シリーズ:2015年の君たちは――。東京ヴェルディユース、花の92年組を追って text by 海江田哲朗 photo by Tetsuro Kaieda , Kenzaburo Matsuoka

「いまの知識や考え方を持って、高校時代を過ごせたらとは思いますね」

 余暇を過ごす読書のスタイルも変わった。主にノンフィクションを好み、考えが合わないと途中で放り出していたが、頭をからっぽにして読むことを覚えた。いったん丸のみし、かみ砕き、必要なものをそこから抽出する。

「サッカーだけではなく、人として成長していく。自分を鍛えることが、周りを大切にし、チームを強くすることに繋がる。土台がゆるゆるだったから、そこからつくり直しです。

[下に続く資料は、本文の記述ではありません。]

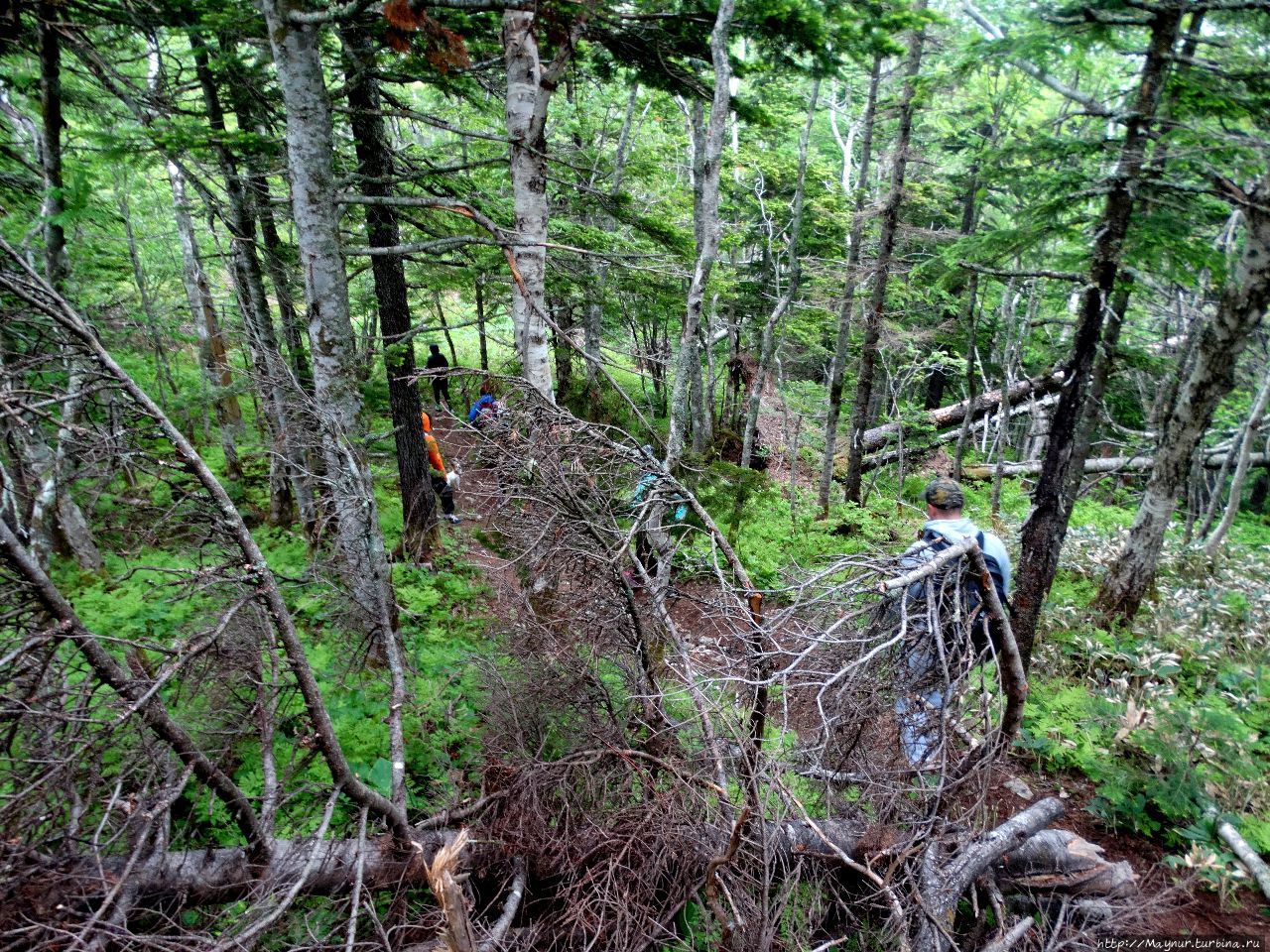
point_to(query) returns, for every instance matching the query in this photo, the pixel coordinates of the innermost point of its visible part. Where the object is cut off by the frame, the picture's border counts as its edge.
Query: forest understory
(558, 475)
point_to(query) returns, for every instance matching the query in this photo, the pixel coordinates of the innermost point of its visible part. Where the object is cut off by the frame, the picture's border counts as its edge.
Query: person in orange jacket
(443, 483)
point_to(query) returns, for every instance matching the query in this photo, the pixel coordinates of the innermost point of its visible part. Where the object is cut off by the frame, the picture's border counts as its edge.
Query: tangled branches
(668, 751)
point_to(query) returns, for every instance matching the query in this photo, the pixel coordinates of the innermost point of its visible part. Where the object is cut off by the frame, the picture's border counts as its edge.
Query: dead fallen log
(1110, 463)
(1057, 861)
(1052, 860)
(1024, 857)
(952, 416)
(919, 445)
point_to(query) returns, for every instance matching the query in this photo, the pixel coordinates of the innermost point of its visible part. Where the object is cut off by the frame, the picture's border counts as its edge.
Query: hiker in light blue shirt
(920, 683)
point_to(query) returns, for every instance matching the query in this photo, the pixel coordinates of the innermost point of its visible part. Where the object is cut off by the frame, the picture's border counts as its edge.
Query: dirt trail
(699, 610)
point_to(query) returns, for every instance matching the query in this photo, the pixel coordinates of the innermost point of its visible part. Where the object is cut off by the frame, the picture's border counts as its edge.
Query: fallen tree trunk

 城はけっこう立派だったんですが、ベースが安定していなかった。じっくり時間をかけて自分をつくっている楽しさはあります」

 そこにもっと早く気づけば、と思うことはあるのだろうか。

「いまの知識や考え方を持って、高校時代を過ごせたらとは思いますね」

 それは多くの人が思いを同じくするところだろう。なんで僕は最初のデートで背伸びして美術館とか行っちゃったんだろうなぁ。シャガールなんて、全然興味がなかったのに。

「そっちのほうは別に。最初からうまくできたし、むしろ得意なほう。サッカーの話ですよ」

 君はアレか、話を合わせるということを知らんのか。この場の潤滑油的に軽くボケただけなんだから、さっと流してくれればいいんだ。そういうところだぞ、小林祐希。

「ヴェルディの頃、気づけていればどうだったかな……。追い詰められて、サッカーが楽しくない、楽しくできるところでやりたい、そうやって今思えば逃げていたんですけど、新しいところでチャレンジする自分への期待のほうが大きかった。